Get a feel for 19th-century Norfolk in the historic Freemason District, where pre-Civil War buildings line cobblestone streets. Sip a coffee or craft beer at Cure on Botetourt Street or enjoy the peaceful harmony of Pagoda Garden with a tea house and views over the water. Interestingly, in the late 19th-century, James Maybrick, who was suspected of being Jack the Ripper, lived in this neighborhood.

With so many things to do, sights to see and festivals to attend, Norfolk is worth repeat visits. At least until you can pronounce it – Naw-fuk – like a local.

If You Go

Where to Eat:

Doumar’s (1919 Monticello Avenue), home of the original waffle cone, is the place for homemade ice cream and cones. The diner serves a full menu including barbecue and tasty limeaides.

Press 626 (626 West Olney Road) is a café and wine bar with a relaxed vibe. Dishes feature local, seasonal ingredients. The sweet tea is outstanding.

Supper Southern Morsels (319 West 21st Street) serves updated classics like fried green tomatoes, jambalaya and braised pork belly. A farmhouse chic décor and long bar add to the appeal.

Todd Jurich’s Bistro (150 West Main Street) is a classy yet approachable venue with a seasonal menu, bistro cocktails, and daily recommendations from the chef. Don’t miss the strawberry shortcake if it’s on the menu.

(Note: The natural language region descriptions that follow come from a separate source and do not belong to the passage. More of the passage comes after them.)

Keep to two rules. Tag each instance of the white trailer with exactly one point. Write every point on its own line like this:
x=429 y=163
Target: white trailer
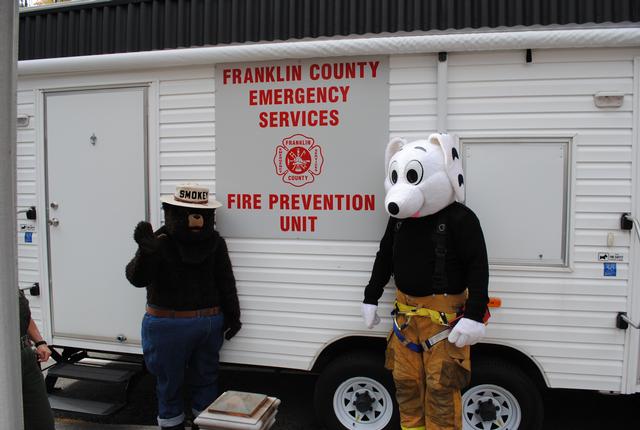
x=548 y=121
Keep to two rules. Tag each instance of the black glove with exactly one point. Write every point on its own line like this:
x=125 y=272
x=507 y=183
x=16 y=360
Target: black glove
x=145 y=238
x=232 y=329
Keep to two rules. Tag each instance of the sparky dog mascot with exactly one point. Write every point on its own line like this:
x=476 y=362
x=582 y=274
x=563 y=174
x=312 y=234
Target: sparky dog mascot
x=191 y=301
x=434 y=248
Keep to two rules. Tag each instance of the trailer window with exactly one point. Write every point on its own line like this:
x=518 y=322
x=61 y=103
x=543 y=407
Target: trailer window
x=519 y=190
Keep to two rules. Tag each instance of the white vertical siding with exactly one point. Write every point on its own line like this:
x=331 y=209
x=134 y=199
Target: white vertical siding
x=413 y=95
x=186 y=131
x=565 y=320
x=28 y=253
x=298 y=296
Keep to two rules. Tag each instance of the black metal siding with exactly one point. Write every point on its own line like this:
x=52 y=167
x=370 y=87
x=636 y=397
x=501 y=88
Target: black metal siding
x=144 y=25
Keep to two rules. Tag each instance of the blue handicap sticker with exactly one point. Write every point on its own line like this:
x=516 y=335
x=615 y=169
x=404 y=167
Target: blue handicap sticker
x=610 y=269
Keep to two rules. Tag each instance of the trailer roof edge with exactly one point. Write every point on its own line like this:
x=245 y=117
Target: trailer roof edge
x=526 y=38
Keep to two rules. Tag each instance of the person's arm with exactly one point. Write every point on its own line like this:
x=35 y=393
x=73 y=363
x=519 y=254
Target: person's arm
x=473 y=253
x=382 y=266
x=144 y=265
x=42 y=349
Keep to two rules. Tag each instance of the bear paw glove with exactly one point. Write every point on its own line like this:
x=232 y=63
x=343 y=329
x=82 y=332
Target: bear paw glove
x=370 y=315
x=145 y=238
x=466 y=332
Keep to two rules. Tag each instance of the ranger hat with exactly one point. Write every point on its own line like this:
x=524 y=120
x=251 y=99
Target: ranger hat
x=192 y=196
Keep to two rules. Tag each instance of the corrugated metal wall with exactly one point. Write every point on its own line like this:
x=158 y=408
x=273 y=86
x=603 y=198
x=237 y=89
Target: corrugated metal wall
x=143 y=25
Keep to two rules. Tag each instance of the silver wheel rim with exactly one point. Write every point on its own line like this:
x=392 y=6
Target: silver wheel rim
x=347 y=413
x=508 y=412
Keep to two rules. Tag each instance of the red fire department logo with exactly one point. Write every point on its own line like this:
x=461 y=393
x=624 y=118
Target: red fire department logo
x=298 y=160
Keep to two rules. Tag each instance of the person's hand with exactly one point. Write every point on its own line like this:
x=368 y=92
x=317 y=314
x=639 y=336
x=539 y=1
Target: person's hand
x=43 y=352
x=232 y=330
x=145 y=238
x=466 y=332
x=370 y=315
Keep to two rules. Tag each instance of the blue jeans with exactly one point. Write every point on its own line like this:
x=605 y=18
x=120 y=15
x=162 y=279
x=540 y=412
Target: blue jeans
x=179 y=350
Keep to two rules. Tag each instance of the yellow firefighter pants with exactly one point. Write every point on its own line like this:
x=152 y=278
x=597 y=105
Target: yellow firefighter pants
x=428 y=384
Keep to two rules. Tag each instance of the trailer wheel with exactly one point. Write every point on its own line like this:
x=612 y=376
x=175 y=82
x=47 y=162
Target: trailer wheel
x=356 y=392
x=501 y=397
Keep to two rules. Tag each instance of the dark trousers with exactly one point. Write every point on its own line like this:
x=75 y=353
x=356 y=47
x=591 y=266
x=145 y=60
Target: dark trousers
x=37 y=411
x=179 y=351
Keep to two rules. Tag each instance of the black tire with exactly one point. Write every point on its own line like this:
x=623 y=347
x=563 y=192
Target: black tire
x=498 y=378
x=370 y=377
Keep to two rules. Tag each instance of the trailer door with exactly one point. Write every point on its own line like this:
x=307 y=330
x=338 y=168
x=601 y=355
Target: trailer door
x=96 y=193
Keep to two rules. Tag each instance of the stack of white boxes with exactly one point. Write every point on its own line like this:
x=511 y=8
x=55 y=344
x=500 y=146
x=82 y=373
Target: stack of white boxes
x=235 y=410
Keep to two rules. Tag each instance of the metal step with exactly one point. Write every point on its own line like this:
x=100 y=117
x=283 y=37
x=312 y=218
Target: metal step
x=91 y=373
x=80 y=406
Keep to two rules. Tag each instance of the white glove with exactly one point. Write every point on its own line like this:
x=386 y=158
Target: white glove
x=370 y=315
x=466 y=332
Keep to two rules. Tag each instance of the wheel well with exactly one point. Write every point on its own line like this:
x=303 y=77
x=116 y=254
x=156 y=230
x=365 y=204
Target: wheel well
x=513 y=356
x=376 y=345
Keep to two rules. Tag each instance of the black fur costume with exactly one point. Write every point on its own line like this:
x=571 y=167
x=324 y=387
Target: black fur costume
x=183 y=268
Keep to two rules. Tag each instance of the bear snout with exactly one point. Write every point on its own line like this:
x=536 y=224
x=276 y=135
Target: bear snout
x=196 y=221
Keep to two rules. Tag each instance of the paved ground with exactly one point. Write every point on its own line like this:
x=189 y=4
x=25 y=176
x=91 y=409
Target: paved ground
x=565 y=409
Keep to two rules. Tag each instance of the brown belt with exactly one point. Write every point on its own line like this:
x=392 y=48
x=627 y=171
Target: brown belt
x=169 y=313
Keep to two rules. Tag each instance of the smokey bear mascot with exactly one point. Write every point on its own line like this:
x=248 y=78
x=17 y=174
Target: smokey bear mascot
x=434 y=248
x=192 y=301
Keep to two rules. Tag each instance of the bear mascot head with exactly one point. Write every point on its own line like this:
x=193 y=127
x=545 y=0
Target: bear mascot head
x=423 y=176
x=189 y=217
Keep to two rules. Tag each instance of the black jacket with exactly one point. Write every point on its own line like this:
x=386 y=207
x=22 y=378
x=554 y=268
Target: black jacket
x=409 y=255
x=173 y=283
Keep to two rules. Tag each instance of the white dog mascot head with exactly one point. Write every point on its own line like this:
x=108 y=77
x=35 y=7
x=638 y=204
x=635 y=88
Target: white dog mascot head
x=423 y=176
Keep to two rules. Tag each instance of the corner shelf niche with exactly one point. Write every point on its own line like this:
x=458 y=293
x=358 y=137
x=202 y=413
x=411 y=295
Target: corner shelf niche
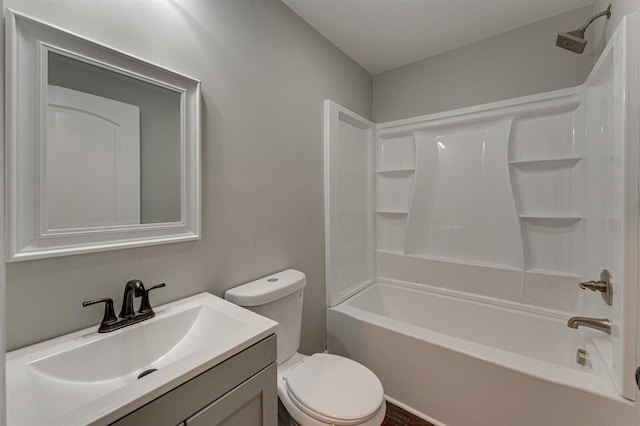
x=553 y=162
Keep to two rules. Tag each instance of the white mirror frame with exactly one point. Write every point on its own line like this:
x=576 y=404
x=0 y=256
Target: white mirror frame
x=28 y=42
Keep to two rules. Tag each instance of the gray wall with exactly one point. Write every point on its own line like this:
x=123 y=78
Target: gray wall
x=264 y=75
x=516 y=63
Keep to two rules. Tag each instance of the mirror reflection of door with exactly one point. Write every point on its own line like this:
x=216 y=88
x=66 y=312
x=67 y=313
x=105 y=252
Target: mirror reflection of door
x=92 y=169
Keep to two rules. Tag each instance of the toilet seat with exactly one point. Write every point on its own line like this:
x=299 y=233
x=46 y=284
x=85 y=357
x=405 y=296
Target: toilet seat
x=335 y=390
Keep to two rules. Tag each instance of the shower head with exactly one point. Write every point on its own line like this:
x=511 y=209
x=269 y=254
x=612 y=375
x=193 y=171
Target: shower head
x=574 y=40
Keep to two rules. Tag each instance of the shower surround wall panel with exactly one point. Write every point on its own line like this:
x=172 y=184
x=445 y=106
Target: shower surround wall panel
x=349 y=156
x=505 y=206
x=496 y=188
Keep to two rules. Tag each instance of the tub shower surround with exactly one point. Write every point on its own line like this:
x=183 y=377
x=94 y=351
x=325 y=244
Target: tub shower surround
x=497 y=212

Yorgo’s Bageldashery (2123 Colonial Avenue) offers bagels and coffee in the morning, and hearty sandwiches for lunch, including loads of vegetarian and vegan items. Popular with locals, it can be busy on weekends.

Where to Sleep

Page House Inn (323 Fairfax Avenue) is a B&B in the heart of the Ghent District.

Freemason Inn Bed and Breakfast (411 West York Street) is another in the Freemason District.

For downtown bustle, opt for one of these hotels with chain hotel amenities you expect:

Norfolk Waterside Marriott (235 East Main Street) is right downtown.

Sheraton Norfolk Waterside (777 Waterside Drive) has direct access to the Elizabeth River Trail.


F.R.E.D. (Free Ride Every Day) is a funky battery-operated free courtesy shuttle. Trips via F.R.E.D. must originate or end within the Downtown Improvement District. Call 757-478-7233.

Orange Peel Transportation provides personal travel services 24 hours a day.

The Tide is a light-rail service running 7.5 miles east to west through downtown connecting 11 stations.